Additionally, from each plant sample, the dry matter content was determined after drying the plant material in a ventilated oven at 60 °C until constancy of weight. Therefore, it was possible to calculate the polyphenol and photosynthetic pigment content on a dry matter basis as well.
2.3. Spectral Measurements
Reflectance measurements were acquired in the laboratory with a Spectra Vista Cooperation (SVC) HR1024i field spectrometer ranging from 350 nm to 2500 nm. The SVC field spectrometer consists of three diffraction grating spectrometers ranging from 350 nm to 1000 nm, 1000 nm to 1890 nm and from 1890 nm to 2500 nm with a spectral resolution (FWHM, full width at half maximum) of ≤3.5 nm, ≤9.5 nm and ≤6.5 nm, respectively. All measurements were taken with a 14° nominal foreoptic (FOV) and a scan time of 3 s relative to a standardized Spectralon panel. Two 75 W halogen lamps mounted on either side of the spectrometer were used to illuminate the target at an incident angle of 30°. The distance between sensor and sample surface was approximately 80 cm resulting in a measurement spot diameter of about 20 cm (Figure 2).
All spectra were resampled to 1 nm and smoothed using a Savitzky Golay filter [15] with a filter size of 32 and a smoothing polynomial of 4. Before analysis, noisy bands on either side of the spectral range below 400 nm and above 2450 nm were removed.

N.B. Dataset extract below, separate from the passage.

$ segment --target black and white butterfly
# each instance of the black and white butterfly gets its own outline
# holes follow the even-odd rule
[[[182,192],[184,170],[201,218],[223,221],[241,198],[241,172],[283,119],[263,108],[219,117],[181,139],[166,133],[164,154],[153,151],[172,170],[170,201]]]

Measurements with the SVC field spectrometer were carried out on all 11 days of the experiment. In addition, every second day starting on 9 July hyperspectral image data were acquired using a mobile hyperspectral imaging system [16]. The Specim IQ camera measures reflectance in 204 spectral bands between 400 nm and 1000 nm with a spectral resolution of 7 nm (FWHM). The camera was mounted approximately 36 cm above the pots’ surface resulting in a field of view of 20 cm × 20 cm in the centre of the pots.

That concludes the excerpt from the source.